Roman’s my favorite, and he’s easily
and handily the best thing about the movie. Hot headed, angry, snide,
contemptuous, bursting with joyous swagger with just a soupcon of vulnerability,
Roman and his presence and energy and antics make the movie watchable. His
sit-and-spin move? Hilarious. His gasoline spray bottle trick? Marvelous. His
little collar popping dance? Delightful. His conjecture on henchman salaries? A
joy. He tries to swipe a cigar cutter from the big bad guy just because he
doesn’t like the dude, and preserves his and Brian’s cover by shooting at a
customs agent. The movie that brings him into the world may not be particularly
auspicious, but he sure is.
But more than just introducing
beloved recurring characters, the significance of 2F2F is that it introduces recurring characters. It expands the
first movie to a proper universe, providing a framework, where all sorts of
previous associates may lurk, waiting to be called upon as “the only one for
the job.” Eventually, the series’ great appeal would be in seeing these
familiar characters embroiled in crazier and crazier situations, and I don’t
think there would have been sufficient longevity if those characters had
remained just Dom, Brian, and Mia.
That’s all meta-value, though, and
it doesn’t change the fact that, independent of a broader series, the movie isn’t
great, and is often rather bizarre. The opening race looks and feels cartoony
as in weightless, lacking in gravity, but then that aesthetic is pulled away
from, taking the energy along with it. This is, in fact, the movie’s greatest
crime—it doesn’t amp up the action from what came before, in fact it’s a
significant throttling down, with the big action climax being a car jumping
onto a yacht (with significant CG aid). Before that, there’s a straightaway
freeway chase, and Brian has to sort of but not really dangle out a window to
remove a car-killing harpoon, but it’s pretty underwhelming, not a candle
against Vince and Brian actually dangling off the semi-truck as it careens down
the highway.
This lack of gravity spills over to
the story too, which is 70’s kung fu-esque in its rote-ness (“law enforcement
recruits guy with arcane skills to infiltrate drug lord’s organization”), which
would be a virtue were the action better, but as noted it is not. The villain,
Carter Varone, is lame, lacking in the cold menace and danger of TFATF’s Johnny Tran, which is a bit of a
problem because Varone is supposed to be a drug running kingpin, and I’m pretty
sure Johnny Tran is just a rich guy with armed hangers-on. There’s similarly
none of the flirty, defiant fun of Mia in Monica, and abruptly Bilkins, the
angry FBI heavy of the first movie adopts the Gary Busey role of kindly
paternal handler so Markham can be the mistrustful agent who callously
disregards Brian and Roman’s lives. There should be gravity in that, but again,
Markham is too cartoony—the dude straight up orders them into a known ambush so
the case against Varone can be made. On the whole, the movie is just lacking in
the incidental details that made the first movie work.

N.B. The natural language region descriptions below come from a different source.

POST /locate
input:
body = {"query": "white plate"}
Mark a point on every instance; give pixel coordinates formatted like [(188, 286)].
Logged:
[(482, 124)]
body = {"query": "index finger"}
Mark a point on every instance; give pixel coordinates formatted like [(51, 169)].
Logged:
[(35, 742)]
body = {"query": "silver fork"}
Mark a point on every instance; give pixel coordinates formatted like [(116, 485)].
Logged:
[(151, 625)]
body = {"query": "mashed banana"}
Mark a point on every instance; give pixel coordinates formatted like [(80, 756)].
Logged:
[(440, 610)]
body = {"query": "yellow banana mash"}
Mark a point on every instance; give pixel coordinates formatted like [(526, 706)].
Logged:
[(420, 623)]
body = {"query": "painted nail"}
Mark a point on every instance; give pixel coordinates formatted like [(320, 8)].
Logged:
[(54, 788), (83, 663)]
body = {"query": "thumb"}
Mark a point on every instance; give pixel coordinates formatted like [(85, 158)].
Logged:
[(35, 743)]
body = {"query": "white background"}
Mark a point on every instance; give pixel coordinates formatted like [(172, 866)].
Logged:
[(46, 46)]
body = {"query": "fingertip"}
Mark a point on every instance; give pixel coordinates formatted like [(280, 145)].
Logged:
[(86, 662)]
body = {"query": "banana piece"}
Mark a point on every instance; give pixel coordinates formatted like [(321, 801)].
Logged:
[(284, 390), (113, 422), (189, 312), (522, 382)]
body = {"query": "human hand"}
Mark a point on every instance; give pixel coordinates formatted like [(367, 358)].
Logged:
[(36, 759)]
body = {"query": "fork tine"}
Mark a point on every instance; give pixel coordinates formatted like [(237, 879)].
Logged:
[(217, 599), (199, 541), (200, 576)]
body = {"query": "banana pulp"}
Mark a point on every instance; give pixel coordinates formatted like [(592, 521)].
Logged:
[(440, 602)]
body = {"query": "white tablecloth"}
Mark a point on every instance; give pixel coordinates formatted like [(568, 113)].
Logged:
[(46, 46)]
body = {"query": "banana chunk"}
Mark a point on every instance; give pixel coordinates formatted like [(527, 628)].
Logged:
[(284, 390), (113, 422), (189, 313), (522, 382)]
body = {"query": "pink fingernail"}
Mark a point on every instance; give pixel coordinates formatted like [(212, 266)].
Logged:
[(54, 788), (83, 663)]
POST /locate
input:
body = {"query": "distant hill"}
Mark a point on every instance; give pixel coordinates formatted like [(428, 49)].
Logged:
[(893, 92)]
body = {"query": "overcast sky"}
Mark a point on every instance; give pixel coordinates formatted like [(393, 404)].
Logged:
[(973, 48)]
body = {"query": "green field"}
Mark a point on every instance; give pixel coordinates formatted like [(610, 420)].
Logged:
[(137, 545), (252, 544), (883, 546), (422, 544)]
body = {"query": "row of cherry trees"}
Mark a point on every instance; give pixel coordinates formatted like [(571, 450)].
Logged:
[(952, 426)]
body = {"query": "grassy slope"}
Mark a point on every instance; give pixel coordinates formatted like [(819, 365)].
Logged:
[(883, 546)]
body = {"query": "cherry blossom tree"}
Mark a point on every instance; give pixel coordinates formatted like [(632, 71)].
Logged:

Except, that is, when it comes to
Brian and Roman. The two have a history and a contentious camaraderie and a
rapport, and they get the little details to support it. They play little alpha
dog trumping games, and crack on each other’s tastes and ways. Within the first
minute of Roman’s introduction, they’re in a hilariously uncinematic slap fight
in the dust. “Oh shit!” Brian exclaims when Roman comes after the goon he’s
grappling, knowing full well that Roman isn’t going to bother disentangling the
two before hauling the goon from the car.
Roman just makes everything better.
I Laughed:
Soundtrack Lowlight: Actually,
nothing really stands out as especially awful on this soundtrack as nu metal
receded into the used CD stores of history, so I’ll go with the bland and weird
score, which isn’t exactly ambient or hip-hop, but is, again, bland.